Long an admirer of Linux, he was fascinated with the way thousands of volunteers were able to create and advance complex software that could compete with the best proprietary products. So he began to think “What if we could do something like Linux, but with a bounty?” He thought that if he got more people working on the “How?” question, he might be able to solve more problems.
The fruit of his efforts, called Innocentive went live in June 2001 with 21 problems, many of which the company had been working on for years. Although the bounties were small in the context of the pharmaceutical industry — $20,000 to $25,000 — by the end of the year a third of them were solved. It was an astounding success.
It soon became clear that more challenges on the site would attract more solvers, so they started recruiting other companies to the platform. When results improved, they even began inviting competitors to post challenges as well. Today, Innocentive has over 100,000 solvers that work out hundreds of problems so tough that even the smartest companies can’t crack them.

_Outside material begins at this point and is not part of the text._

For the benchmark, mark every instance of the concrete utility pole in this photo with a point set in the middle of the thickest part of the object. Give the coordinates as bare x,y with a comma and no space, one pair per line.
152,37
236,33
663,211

Building A Culture Of Inquiry
When I first arrived in Poland, I was prepared to give all the answers, because that’s what I was trained for. The media business in New York had been around for a long time and everything was supposedly worked out. Follow the model, I was told, and you’ll be successful. That’s why the questions my new colleagues posed took me by surprise.
Yet once I started asking questions myself, I began to see opportunities everywhere. As I travelled and worked in different countries, I found that everywhere I went, people ran nearly identical businesses in completely different ways and most were convinced that their way was the “right” way. Most saw little utility in questioning how things were done.
That’s why most people can’t innovate. In fact, while researching Mapping Innovation, I found that the best innovators were not the ones who were the smartest or even the ones who worked the hardest, but those who continually looked for new problems to solve. They were always asking new questions, that’s how they found new things.
The truth is that to drive innovation, we need to build a culture of inquiry. We need to ask “why” things are done the way they are done, “what if” we took a different path and “how” things can be done differently. If you don’t explore, you won’t discover and if you don’t discover, you won’t invent. Once you stop inventing, you will be disrupted.